Best Broccoli Salad Recipe
This is a great and very easy recipe for Broccoli Salad by Chef John of Food Wishes.
Broccoli is one of those magic foods as far as I’m concerned. And in a salad aside from the rich nutrient content Broccoli is very light, non fattening and delicious. This is a lovely recipe that you will enjoy.
Some bits of information about Broccoli
Broccoli is an edible green plant in the cabbage family whose large flowering head is eaten as a vegetable.
The word broccoli comes from the Italian plural of broccolo, which means “the flowering crest of a cabbage”, and is the diminutive form of brocco, meaning “small nail” or “sprout”. Broccoli is often boiled or steamed but may be eaten raw.
Broccoli is classified in the Italica cultivar group of the species Brassica oleracea. Broccoli has large flower heads, usually green in color, arranged in a tree-like structure branching out from a thick, edible stalk. The mass of flower heads is surrounded by leaves. Broccoli resembles cauliflower, which is a different cultivar group of the same species.
Broccoli resulted from breeding of cultivated Brassica crops in the northern Mediterranean starting in about the 6th century BC. Since the time of the Roman Empire, broccoli has been commonly consumed among Italians.
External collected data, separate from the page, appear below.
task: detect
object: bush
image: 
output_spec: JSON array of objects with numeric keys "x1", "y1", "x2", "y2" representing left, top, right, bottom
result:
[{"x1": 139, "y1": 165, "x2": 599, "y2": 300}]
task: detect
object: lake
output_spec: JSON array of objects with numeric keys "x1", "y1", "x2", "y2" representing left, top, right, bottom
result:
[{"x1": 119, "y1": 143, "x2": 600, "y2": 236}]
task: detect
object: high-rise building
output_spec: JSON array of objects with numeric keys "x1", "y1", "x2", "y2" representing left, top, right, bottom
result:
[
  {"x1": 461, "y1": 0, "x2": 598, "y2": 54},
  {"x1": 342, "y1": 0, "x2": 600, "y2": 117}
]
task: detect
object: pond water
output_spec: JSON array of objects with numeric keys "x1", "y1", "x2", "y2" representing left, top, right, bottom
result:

Combined in 2016, China and India produced 73% of the world’s broccoli and cauliflower crops.
Broccoli is a cool-weather crop that does poorly in hot summer weather. Broccoli grows best when exposed to an average daily temperature between 18 and 23 °C (64 and 73 °F). When the cluster of flowers, also referred to as a “head” of broccoli, appear in the center of the plant, the cluster is green. Garden pruners or shears are used to cut the head about an inch from the tip. Broccoli should be harvested before the flowers on the head bloom bright yellow.